Роман испытал чувство, которое испытывает человек, выныривающий с большой глубины и не знающий, хватит ли ему воздуха. Он вынырнул, и воздуха хватило.

Раздались неровное частое шарканье, потом спотыкающиеся шаги по лестнице и, наконец, удаляющиеся пьяные рассуждения Олега:

— Ну и что, что машина здесь? Может, он у Васьки Морозова всю ночь водку пьянствовал. Пойдем к нему!

Отлепившись от двери, Роман понял, что хочет в туалет по маленькому. Да, все серьезно, все по-взрослому: бандиты, деньги, страх… А что было бы с ним, если бы друзья тех братков пришли за деньгами? Он представил себя с мокрыми штанами под дулом пистолета ТТ, наставленного ему в лоб твердой рукой профессионального убийцы.

Нет, так не годится. Раз пошла такая пьянка… Первое, что следовало изменить в себе — перестать принимать позу жертвы. Не они охотятся за мной, а я охочусь за ними. Только при такой постановке дела можно рассчитывать на какой-то успех. Заманивай. Братцы, заманивай! — кричал Суворов убегавшим солдатам. И они действительно поверили, что заманивают противника, а не драпают, как зайцы. Повернули и победили.

Как это он не услышал звонка будильника?! Спал как убитый, ни тебе снов с обезглавленными трупами, ни тебе кровавых денег, душащих во сне. Только птички и тень умершей любви.

Теперь днем существенно труднее будет незаметно выбраться из дома. Хотя, по большому счету, это уже было не важно.

Ополоснувшись в ванной и переодевшись, Бекас прошел в кухню, поставил чайник и почувствовал, как привычные рутинные действия возвращают ему, утраченное было, присутствие духа. Он уселся на качающийся стул и закурил в ожидании, когда закипит чайник.

Наверное, думал Бекас, визит пьяных соседей приятелей был предусмотрен верховным распорядителем событий.

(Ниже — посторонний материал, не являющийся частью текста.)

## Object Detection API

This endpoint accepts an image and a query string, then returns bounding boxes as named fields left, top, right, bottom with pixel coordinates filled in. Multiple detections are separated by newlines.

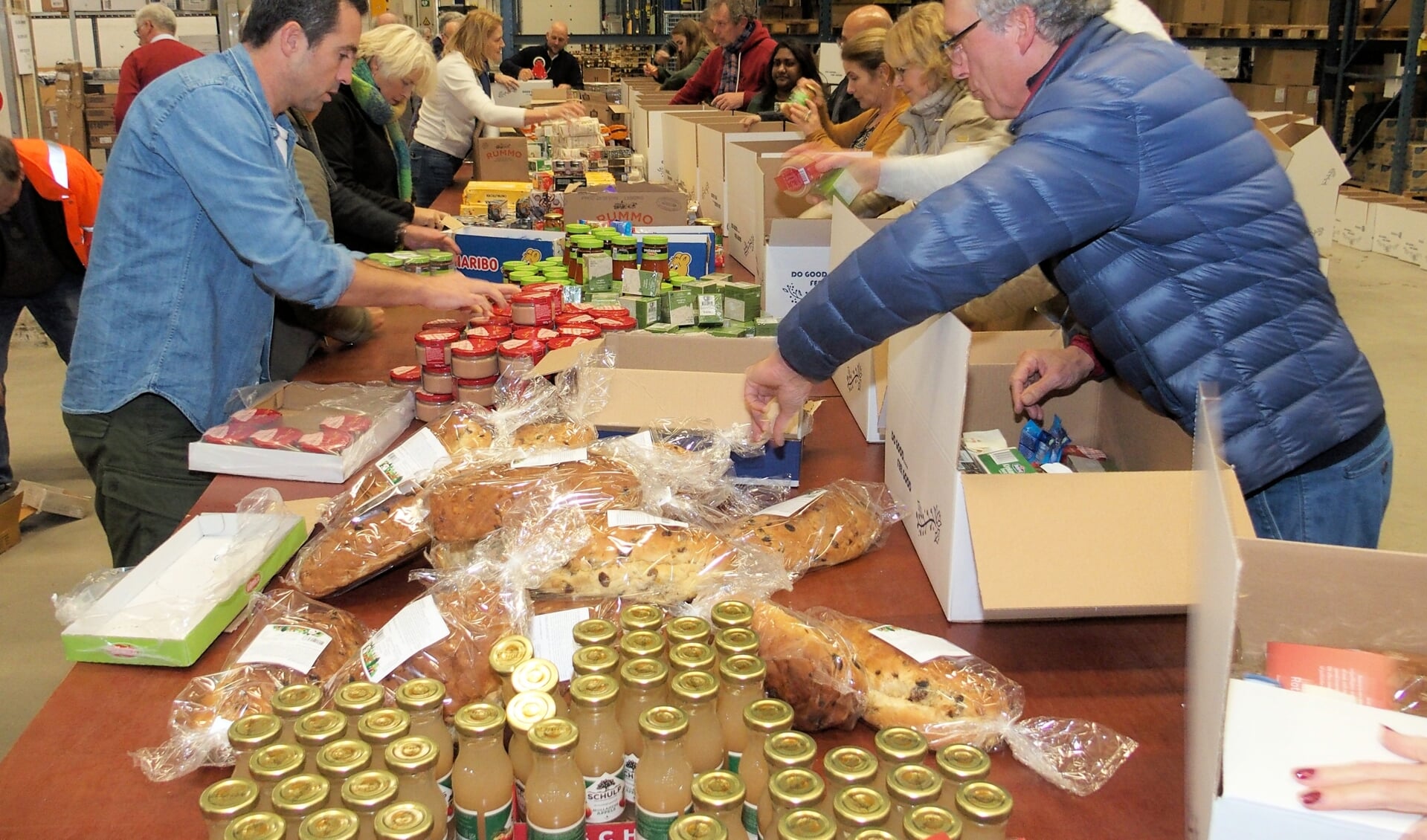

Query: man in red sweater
left=115, top=3, right=202, bottom=129
left=671, top=0, right=776, bottom=112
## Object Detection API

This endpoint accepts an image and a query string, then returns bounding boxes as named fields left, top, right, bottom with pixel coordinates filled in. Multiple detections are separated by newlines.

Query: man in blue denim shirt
left=62, top=0, right=519, bottom=566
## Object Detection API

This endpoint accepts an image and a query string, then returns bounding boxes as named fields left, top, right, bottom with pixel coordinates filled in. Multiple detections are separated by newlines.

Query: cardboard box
left=1253, top=47, right=1318, bottom=84
left=471, top=137, right=529, bottom=181
left=565, top=184, right=689, bottom=227
left=1186, top=390, right=1427, bottom=840
left=188, top=382, right=416, bottom=483
left=60, top=507, right=309, bottom=668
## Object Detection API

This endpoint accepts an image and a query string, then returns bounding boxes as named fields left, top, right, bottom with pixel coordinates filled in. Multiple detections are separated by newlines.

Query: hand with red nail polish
left=1293, top=726, right=1427, bottom=840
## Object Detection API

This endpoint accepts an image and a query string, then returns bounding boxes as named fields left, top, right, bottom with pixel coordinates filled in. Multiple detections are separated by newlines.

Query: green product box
left=619, top=295, right=660, bottom=323
left=719, top=282, right=764, bottom=321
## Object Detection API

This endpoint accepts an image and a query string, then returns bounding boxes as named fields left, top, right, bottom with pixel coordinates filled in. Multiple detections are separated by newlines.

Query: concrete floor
left=0, top=247, right=1427, bottom=756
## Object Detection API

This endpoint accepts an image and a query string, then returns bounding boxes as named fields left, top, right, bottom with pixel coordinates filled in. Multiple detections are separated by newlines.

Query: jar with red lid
left=416, top=391, right=455, bottom=424
left=455, top=376, right=500, bottom=408
left=457, top=338, right=500, bottom=379
left=495, top=338, right=545, bottom=374
left=416, top=329, right=461, bottom=366
left=421, top=365, right=455, bottom=394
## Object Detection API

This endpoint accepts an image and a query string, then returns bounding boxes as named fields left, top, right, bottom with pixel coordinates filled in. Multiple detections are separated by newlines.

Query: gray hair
left=134, top=3, right=178, bottom=34
left=976, top=0, right=1110, bottom=44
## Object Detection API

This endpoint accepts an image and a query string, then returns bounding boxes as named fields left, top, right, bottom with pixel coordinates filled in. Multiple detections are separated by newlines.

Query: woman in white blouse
left=411, top=10, right=585, bottom=207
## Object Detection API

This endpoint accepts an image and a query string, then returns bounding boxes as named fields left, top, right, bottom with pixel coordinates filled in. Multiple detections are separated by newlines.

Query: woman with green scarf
left=312, top=23, right=445, bottom=253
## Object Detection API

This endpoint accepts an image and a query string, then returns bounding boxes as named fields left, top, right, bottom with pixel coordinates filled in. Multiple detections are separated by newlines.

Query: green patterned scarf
left=352, top=59, right=411, bottom=201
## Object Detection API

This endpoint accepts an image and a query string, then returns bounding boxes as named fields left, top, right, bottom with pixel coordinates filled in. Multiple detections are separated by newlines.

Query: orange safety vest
left=13, top=140, right=104, bottom=265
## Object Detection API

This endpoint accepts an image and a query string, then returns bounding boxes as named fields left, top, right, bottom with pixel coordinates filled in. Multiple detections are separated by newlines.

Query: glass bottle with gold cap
left=663, top=616, right=714, bottom=646
left=222, top=812, right=287, bottom=840
left=199, top=779, right=258, bottom=840
left=886, top=764, right=942, bottom=833
left=228, top=714, right=283, bottom=779
left=373, top=801, right=438, bottom=840
left=669, top=671, right=728, bottom=773
left=669, top=814, right=742, bottom=840
left=618, top=659, right=669, bottom=801
left=273, top=683, right=323, bottom=746
left=956, top=781, right=1013, bottom=840
left=511, top=657, right=570, bottom=717
left=525, top=717, right=585, bottom=840
left=669, top=642, right=718, bottom=679
left=357, top=708, right=411, bottom=770
left=692, top=770, right=748, bottom=840
left=396, top=677, right=455, bottom=804
left=317, top=737, right=371, bottom=807
left=902, top=804, right=964, bottom=840
left=387, top=734, right=448, bottom=840
left=571, top=619, right=619, bottom=647
left=718, top=653, right=767, bottom=784
left=451, top=703, right=515, bottom=840
left=729, top=697, right=793, bottom=840
left=332, top=682, right=387, bottom=727
left=758, top=730, right=818, bottom=837
left=634, top=706, right=694, bottom=840
left=273, top=775, right=331, bottom=840
left=778, top=809, right=837, bottom=840
left=936, top=744, right=990, bottom=813
left=822, top=746, right=877, bottom=798
left=297, top=809, right=359, bottom=840
left=571, top=644, right=619, bottom=680
left=292, top=708, right=347, bottom=775
left=832, top=784, right=892, bottom=840
left=248, top=743, right=307, bottom=812
left=338, top=770, right=399, bottom=840
left=872, top=726, right=927, bottom=792
left=709, top=601, right=753, bottom=632
left=570, top=673, right=625, bottom=824
left=505, top=691, right=555, bottom=813
left=491, top=636, right=535, bottom=703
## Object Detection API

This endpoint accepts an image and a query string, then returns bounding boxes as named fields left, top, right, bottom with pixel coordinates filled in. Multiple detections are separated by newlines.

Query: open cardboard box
left=532, top=332, right=812, bottom=485
left=1186, top=396, right=1427, bottom=840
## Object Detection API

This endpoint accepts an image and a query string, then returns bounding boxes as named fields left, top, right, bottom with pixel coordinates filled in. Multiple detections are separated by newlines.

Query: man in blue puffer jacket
left=747, top=0, right=1393, bottom=546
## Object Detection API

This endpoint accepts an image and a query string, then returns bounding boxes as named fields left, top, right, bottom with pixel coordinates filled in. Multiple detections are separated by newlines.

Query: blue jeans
left=411, top=143, right=466, bottom=207
left=0, top=272, right=84, bottom=488
left=1244, top=427, right=1393, bottom=548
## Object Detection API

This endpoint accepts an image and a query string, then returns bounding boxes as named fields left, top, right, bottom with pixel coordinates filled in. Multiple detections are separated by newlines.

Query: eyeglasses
left=942, top=17, right=980, bottom=59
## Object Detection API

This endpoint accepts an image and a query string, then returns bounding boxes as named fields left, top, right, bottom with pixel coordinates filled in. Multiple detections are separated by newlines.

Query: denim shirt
left=62, top=47, right=361, bottom=429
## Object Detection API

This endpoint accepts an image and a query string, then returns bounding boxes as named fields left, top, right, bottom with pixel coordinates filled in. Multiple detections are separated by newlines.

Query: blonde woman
left=411, top=9, right=585, bottom=205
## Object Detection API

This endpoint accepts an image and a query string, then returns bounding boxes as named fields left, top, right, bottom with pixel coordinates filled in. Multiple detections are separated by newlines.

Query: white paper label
left=605, top=511, right=689, bottom=528
left=238, top=624, right=332, bottom=673
left=511, top=446, right=590, bottom=469
left=361, top=595, right=451, bottom=683
left=531, top=606, right=590, bottom=682
left=753, top=491, right=828, bottom=517
left=377, top=429, right=451, bottom=492
left=868, top=624, right=970, bottom=665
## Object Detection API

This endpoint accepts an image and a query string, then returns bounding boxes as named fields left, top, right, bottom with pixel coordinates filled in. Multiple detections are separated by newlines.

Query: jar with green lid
left=297, top=809, right=361, bottom=840
left=956, top=781, right=1013, bottom=840
left=199, top=779, right=258, bottom=840
left=902, top=804, right=966, bottom=840
left=692, top=770, right=748, bottom=840
left=228, top=714, right=283, bottom=779
left=317, top=737, right=371, bottom=807
left=222, top=812, right=287, bottom=840
left=936, top=744, right=990, bottom=813
left=832, top=784, right=892, bottom=840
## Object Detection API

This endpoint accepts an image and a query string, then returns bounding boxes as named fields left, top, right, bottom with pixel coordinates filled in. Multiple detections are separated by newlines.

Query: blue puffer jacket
left=778, top=19, right=1383, bottom=492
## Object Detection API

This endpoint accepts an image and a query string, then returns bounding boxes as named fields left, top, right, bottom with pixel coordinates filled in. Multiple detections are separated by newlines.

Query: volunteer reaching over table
left=745, top=0, right=1393, bottom=548
left=62, top=0, right=519, bottom=566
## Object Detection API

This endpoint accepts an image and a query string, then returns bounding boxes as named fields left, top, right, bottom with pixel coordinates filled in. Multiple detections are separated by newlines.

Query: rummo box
left=886, top=314, right=1244, bottom=621
left=1185, top=398, right=1427, bottom=840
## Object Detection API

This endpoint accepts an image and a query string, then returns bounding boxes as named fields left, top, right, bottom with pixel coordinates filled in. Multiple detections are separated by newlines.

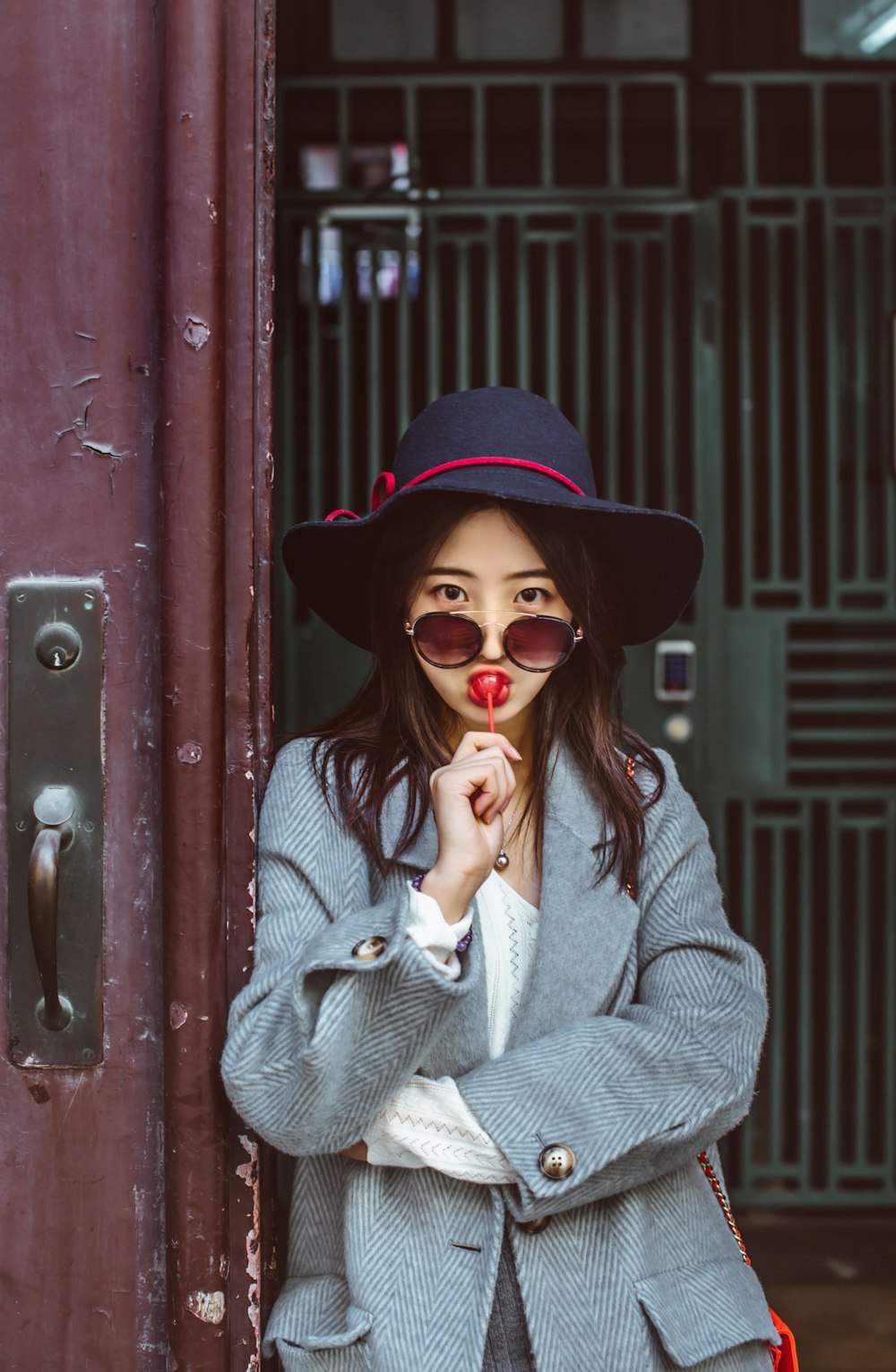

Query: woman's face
left=408, top=509, right=573, bottom=737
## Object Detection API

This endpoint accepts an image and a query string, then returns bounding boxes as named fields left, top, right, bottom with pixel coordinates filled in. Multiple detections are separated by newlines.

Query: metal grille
left=788, top=620, right=896, bottom=790
left=723, top=196, right=896, bottom=614
left=275, top=203, right=694, bottom=529
left=279, top=73, right=689, bottom=201
left=277, top=72, right=896, bottom=1206
left=725, top=799, right=896, bottom=1206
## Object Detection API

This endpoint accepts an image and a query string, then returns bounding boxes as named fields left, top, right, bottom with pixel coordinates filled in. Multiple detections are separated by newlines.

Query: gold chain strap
left=625, top=758, right=754, bottom=1268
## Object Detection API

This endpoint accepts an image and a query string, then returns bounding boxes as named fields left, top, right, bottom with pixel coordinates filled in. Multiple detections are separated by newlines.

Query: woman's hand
left=421, top=733, right=521, bottom=925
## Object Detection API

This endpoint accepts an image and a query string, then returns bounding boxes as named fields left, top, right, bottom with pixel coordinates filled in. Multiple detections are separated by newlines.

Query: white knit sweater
left=364, top=871, right=538, bottom=1184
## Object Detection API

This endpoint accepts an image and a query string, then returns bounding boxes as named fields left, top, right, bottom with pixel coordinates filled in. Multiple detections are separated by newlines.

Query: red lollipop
left=467, top=671, right=511, bottom=734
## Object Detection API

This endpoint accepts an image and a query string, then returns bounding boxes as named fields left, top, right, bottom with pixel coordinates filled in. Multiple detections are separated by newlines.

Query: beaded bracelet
left=410, top=871, right=473, bottom=952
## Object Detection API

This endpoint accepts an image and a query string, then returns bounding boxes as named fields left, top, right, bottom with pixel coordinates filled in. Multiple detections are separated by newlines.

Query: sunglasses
left=405, top=611, right=582, bottom=673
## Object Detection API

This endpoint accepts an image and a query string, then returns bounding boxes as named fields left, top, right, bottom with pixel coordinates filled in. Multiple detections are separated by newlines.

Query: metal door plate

Он разбудил Бекаса, заставив его осознать всю серьезность ситуации. Теперь Роман был внутренне мобилизован, если не считать еще не прошедшую после долгого сна слабость во всем теле и некоторую опустошенность в голове.

Чайник начал шуметь. Бекас, как обычно, насыпал в кружку заварки, положил две ложки сахара и приготовился налить кипятка.

В этот момент зазвонил телефон.

— Ну, уж нет, — с неожиданной даже для себя злостью произнес Бекас вслух, — хрена вам всем. Нет меня дома. Умер я.

Пройдя в комнату, он подошел к розетке и выдернул телефонный разъем. На кухне, наконец, запыхтел и отключился чайник. Залив кипяток в кружку, он поболтал в ней ложкой, которая тут же стала горячей, и пошел в комнату собираться. Его действия стали постепенно приобретать уверенную неторопливость.

Роман запихнул деньги в небольшой прочный брезентовый мешок с молнией из-под какого-то, купленного еще в семидесятые годы спортивного инвентаря. Что это было — Бекас, хоть убей, не помнил.

Красивую сумку из шикарной ослиной шкуры пришлось разрезать на две части, чтобы ее можно было по дороге выбросить в двух разных местах.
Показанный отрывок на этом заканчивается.